En 1884, deux manuscrits ont été découverts par le Cardinal Rampolla qu’il publie lui-même par la Presse Vaticane: en latin, dans l’Escorial et en grec, conservé à la Librairie Barberini. En 1905, le Cardinal Rampolla publie la vie de sainte Mélanie la faisant ainsi connaître davantage dans la Tradition latine.
Apostoleion
Le monastère de Sainte Mélanie fut détruit vers 614, lors de l’invasion perse. Peu avant la Première Guerre Mondiale (1914-1918), des fouilles avaient été effectuées par les Pères Blancs sur le lieu de la Basilique Apostoleion. Il y eut une tentative de restauration qui aboutit à la construction d’un Carmel où la prière du Notre-Père est lisible sous forme de mosaïque dans près de 150 langues.
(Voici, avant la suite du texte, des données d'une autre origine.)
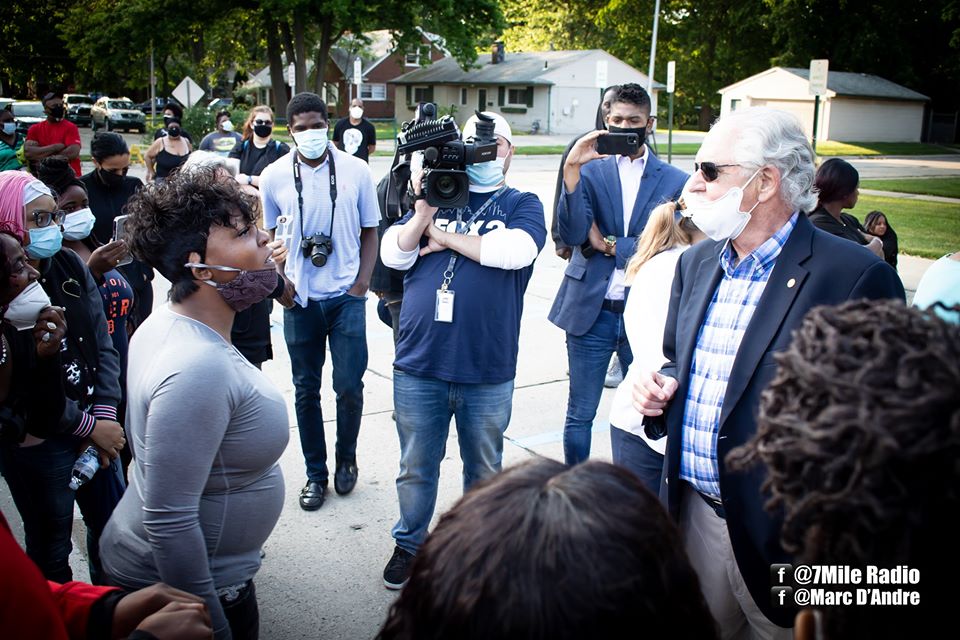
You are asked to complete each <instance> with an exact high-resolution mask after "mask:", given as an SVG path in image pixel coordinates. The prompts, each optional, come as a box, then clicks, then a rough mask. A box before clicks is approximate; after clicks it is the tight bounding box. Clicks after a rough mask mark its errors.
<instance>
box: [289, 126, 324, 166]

Ceci rappelle l’enseignement donné par Jésus à ses disciples sur le Mont des Oliviers.
Patronne des bouquinistes
Le 30 avril 2006, à Fontenoy-la-Joûte en France, une statue de Sainte Mélanie la Jeune, dite Mélanie-le-Plumet sculptée par Michel Derouvois, a été dévoilée lors du 10e anniversaire de la fondation du Village du livre.